Soutar Steven, Macdougall Amy, Wallis Jamie, O'Reilly Joseph E, Carpenter Lewis
Arcturis Data, Building One, Oxford Technology Park, Technology Drive, Oxford, OX5 1GN, UK.
BMC Med Res Methodol. 2025 May 10;25(1):131. doi: 10.1186/s12874-025-02551-z.
Indirect treatment comparisons can provide evidence of relative efficacy for novel therapies when implementation of a randomised controlled trial is infeasible. However, such comparisons are vulnerable to unmeasured confounding bias due to incomplete data collection and non-random treatment assignment. Quantitative bias analysis (QBA) is a framework used to assess the sensitivity of a study's conclusions to unmeasured confounding. As indirect comparisons between therapies with differing treatment modalities may result in violation of the proportional hazards (PH) assumption, QBA methods that are applicable in this context are required. However, few QBA methods are valid under PH violation.
We proposed a simulation-based QBA framework which quantifies the sensitivity of the difference in restricted mean survival time (dRMST) to unmeasured confounding, and is therefore valid under violation of the PH assumption. The proposed framework utilises Bayesian data augmentation for the multiple imputation of an unmeasured confounder with user-specified characteristics. Adjustment of dRMST is then implemented in a weighted analysis using the imputed values. The accuracy and precision of our proposed imputation-based adjustment method was assessed through a simulation study. Confounded data was simulated using a common non-PH data generating process, and imputation-based effect estimates were compared against estimates obtained following adjustment for all confounders. Implementation of the proposed QBA framework was also illustrated using a data from an external control arm study demonstrating clear PH violation.
Imputation-based adjustment using Bayesian data augmentation was observed to estimate the true adjusted dRMST with minimal bias. Moreover, the bias was comparable to that observed under adjustment when all confounders were measured. Application of the proposed QBA framework to an indirect treatment comparison study enabled identification of the characteristics of an unmeasured confounder that would be required to nullify the study's conclusions.
Imputation-based adjustment can accurately recover the true adjusted dRMST in the presence of unmeasured confounding with known exposure and outcome associations.

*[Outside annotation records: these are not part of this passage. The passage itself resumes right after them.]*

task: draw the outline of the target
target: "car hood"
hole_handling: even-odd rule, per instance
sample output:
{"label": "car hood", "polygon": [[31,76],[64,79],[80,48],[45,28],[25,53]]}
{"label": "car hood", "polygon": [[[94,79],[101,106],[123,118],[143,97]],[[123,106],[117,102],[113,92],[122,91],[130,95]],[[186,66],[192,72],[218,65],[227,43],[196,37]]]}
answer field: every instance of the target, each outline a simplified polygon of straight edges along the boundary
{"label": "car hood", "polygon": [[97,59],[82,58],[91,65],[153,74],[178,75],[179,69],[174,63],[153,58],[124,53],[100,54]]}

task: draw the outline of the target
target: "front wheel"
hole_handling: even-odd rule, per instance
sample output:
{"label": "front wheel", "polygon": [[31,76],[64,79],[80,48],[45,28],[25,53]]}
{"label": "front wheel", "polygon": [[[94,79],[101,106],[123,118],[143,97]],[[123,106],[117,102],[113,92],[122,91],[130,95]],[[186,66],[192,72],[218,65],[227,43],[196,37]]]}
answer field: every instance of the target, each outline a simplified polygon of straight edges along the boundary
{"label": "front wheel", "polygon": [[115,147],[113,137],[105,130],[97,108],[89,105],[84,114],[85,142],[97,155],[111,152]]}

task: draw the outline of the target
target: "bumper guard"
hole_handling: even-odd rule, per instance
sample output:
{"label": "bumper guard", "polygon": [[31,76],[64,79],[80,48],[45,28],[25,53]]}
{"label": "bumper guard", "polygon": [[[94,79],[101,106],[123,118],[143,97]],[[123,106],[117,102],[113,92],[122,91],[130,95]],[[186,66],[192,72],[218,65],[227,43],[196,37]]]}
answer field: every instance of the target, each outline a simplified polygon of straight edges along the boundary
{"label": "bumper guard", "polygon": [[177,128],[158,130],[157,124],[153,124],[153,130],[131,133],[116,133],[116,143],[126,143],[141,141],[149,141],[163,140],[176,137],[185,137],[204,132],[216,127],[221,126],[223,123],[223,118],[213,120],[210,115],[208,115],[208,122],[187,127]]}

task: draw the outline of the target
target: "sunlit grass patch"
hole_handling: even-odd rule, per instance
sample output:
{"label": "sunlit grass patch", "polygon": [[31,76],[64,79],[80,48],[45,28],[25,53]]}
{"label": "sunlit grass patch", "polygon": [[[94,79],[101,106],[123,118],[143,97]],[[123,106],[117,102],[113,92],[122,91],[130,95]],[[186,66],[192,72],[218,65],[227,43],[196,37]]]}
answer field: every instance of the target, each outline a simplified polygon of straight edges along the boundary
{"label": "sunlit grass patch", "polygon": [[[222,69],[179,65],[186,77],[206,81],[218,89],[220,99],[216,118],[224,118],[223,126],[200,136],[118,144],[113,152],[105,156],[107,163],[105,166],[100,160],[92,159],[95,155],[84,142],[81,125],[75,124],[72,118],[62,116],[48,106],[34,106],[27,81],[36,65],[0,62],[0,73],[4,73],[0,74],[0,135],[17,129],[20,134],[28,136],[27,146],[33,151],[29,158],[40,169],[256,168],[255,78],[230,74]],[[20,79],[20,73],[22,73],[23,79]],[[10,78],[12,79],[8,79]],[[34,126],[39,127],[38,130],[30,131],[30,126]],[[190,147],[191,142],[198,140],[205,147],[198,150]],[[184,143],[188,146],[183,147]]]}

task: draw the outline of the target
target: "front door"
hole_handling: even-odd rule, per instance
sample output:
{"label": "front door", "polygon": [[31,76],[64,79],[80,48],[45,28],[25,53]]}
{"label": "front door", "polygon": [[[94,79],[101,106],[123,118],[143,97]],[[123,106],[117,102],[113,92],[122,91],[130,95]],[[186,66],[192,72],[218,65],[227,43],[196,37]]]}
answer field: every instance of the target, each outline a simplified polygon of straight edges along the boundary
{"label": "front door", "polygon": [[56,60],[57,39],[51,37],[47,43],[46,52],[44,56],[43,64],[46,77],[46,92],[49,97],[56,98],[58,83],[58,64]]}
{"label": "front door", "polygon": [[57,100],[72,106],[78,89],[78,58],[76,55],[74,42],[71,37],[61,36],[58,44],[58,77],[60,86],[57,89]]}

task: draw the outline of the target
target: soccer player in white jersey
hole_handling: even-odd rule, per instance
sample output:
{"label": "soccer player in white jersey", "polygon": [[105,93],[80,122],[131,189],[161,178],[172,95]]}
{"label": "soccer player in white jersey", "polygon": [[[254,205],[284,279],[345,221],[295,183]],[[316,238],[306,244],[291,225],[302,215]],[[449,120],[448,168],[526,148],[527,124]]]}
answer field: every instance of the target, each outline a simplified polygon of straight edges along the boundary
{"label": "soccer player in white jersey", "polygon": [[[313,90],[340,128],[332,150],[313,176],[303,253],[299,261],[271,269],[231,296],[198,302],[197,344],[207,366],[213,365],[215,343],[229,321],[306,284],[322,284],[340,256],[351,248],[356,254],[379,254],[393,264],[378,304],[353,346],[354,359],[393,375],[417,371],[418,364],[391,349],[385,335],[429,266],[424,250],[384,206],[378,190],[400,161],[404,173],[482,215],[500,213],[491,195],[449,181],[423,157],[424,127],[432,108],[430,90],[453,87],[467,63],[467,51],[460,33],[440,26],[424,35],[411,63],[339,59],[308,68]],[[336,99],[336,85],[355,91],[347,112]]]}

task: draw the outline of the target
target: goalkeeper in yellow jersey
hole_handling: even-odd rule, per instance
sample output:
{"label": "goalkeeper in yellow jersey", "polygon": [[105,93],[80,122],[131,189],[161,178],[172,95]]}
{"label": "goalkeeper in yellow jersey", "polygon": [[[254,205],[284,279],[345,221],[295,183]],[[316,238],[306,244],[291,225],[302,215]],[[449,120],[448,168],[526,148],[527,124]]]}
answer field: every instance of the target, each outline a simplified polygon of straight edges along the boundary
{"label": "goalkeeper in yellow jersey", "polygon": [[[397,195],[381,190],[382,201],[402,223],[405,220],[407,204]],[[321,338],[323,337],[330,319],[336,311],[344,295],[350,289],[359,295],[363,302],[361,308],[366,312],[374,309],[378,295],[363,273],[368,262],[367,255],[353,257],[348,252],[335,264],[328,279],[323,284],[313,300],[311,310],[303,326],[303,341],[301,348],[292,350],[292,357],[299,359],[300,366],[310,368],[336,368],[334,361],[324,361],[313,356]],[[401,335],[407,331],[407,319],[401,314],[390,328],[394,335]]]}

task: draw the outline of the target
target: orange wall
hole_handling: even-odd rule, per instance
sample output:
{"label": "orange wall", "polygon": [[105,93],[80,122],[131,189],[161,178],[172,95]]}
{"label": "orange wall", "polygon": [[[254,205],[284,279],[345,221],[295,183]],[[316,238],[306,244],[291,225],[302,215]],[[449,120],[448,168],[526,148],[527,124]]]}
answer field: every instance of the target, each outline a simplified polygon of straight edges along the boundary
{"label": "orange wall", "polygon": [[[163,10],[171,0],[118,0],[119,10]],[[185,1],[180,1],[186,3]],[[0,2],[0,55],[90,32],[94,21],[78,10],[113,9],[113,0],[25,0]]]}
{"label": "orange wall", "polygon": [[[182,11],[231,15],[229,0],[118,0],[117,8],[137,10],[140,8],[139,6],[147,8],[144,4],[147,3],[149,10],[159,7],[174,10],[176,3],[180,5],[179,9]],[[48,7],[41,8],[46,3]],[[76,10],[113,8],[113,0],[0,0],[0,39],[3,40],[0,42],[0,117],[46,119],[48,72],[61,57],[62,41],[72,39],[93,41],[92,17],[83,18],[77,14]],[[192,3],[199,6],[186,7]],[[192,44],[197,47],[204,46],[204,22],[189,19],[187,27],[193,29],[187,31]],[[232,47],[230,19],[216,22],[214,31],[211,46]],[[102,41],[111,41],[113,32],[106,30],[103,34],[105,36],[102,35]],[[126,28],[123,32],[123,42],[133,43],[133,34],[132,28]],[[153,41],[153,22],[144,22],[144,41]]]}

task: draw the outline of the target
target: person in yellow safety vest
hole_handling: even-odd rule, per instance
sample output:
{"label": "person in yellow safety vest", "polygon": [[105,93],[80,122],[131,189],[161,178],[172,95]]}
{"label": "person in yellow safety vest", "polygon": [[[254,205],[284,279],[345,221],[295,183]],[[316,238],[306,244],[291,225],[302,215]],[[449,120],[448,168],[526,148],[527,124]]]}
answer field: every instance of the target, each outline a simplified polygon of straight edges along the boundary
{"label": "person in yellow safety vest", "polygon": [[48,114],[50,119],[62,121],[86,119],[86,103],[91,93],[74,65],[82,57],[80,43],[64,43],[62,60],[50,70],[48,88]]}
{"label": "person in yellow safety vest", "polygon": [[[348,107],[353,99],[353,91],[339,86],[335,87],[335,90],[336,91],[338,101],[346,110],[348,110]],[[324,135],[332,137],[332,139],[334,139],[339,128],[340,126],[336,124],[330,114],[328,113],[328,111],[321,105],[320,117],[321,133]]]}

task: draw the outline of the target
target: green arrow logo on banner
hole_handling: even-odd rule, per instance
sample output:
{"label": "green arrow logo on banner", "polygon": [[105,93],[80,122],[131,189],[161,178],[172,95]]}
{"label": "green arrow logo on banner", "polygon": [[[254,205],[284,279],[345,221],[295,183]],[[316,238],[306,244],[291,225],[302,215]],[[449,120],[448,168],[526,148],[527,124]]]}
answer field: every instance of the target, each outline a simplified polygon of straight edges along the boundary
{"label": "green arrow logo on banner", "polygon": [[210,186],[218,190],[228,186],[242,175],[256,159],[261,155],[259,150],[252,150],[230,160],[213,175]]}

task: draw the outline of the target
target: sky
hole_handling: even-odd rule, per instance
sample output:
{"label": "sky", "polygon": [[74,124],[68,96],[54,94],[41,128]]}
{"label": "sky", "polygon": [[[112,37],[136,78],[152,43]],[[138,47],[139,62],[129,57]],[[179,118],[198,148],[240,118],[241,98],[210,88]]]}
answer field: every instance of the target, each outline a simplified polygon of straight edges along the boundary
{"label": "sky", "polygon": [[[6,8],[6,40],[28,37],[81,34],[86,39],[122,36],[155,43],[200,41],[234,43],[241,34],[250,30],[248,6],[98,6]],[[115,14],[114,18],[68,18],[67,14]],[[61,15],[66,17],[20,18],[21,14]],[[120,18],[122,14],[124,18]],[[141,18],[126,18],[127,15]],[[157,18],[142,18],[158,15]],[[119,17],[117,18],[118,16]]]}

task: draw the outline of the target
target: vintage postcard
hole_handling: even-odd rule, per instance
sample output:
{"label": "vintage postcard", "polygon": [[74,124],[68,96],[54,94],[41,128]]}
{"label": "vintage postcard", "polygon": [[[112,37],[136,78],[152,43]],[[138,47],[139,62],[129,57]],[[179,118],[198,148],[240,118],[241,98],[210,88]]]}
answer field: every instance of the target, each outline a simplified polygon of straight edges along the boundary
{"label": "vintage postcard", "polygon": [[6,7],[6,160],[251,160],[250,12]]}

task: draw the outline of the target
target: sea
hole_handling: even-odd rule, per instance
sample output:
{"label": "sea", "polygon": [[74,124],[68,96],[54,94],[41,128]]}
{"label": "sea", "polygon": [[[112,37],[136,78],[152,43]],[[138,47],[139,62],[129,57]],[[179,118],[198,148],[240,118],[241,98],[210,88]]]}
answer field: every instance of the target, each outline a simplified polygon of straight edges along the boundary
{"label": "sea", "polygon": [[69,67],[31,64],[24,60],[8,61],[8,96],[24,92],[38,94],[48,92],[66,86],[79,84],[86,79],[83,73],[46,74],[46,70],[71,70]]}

Therefore, the proposed QBA framework can correctly determine the characteristics required by an unmeasured confounder to invalidate a study's conclusions. Consequently, this framework enables the construction of sensitivity analyses to investigate the robustness of relative efficacy evidence derived from indirect treatment comparisons which exhibit PH violation.
当随机对照试验不可行时,间接治疗比较可为新疗法的相对疗效提供证据。然而,由于数据收集不完整和治疗分配非随机,此类比较容易受到未测量混杂偏倚的影响。定量偏倚分析(QBA)是一种用于评估研究结论对未测量混杂因素敏感性的框架。由于不同治疗方式的疗法之间的间接比较可能导致违反比例风险(PH)假设,因此需要适用于这种情况的QBA方法。然而,在违反PH假设的情况下,很少有QBA方法是有效的。
我们提出了一个基于模拟的QBA框架,该框架量化了受限平均生存时间差异(dRMST)对未测量混杂因素的敏感性,因此在违反PH假设的情况下也是有效的。所提出的框架利用贝叶斯数据增强对具有用户指定特征的未测量混杂因素进行多重插补。然后在加权分析中使用插补值对dRMST进行调整。通过模拟研究评估了我们提出的基于插补的调整方法的准确性和精确性。使用常见的非PH数据生成过程模拟混杂数据,并将基于插补的效应估计值与对所有混杂因素进行调整后获得的估计值进行比较。还使用来自外部对照臂研究的数据说明了所提出的QBA框架的实施情况,该研究表明明显违反了PH假设。
观察到使用贝叶斯数据增强的基于插补的调整能够以最小的偏差估计真实的调整后dRMST。此外,该偏差与在测量所有混杂因素时进行调整时观察到的偏差相当一致。将所提出QBA框架应用于间接治疗比较研究能够识别出使研究结论无效所需的未测量混杂因素的特征。
基于插补的调整可以在存在具有已知暴露和结局关联的未测量混杂因素的情况下准确地恢复真实的调整后dRMST。因此,所提出的QBA框架可以正确地确定未测量混杂因素使研究结论无效所需的特征。因此,该框架能够构建敏感性分析,以研究从表现出违反PH假设的间接治疗比较中得出的相对疗效证据的稳健性。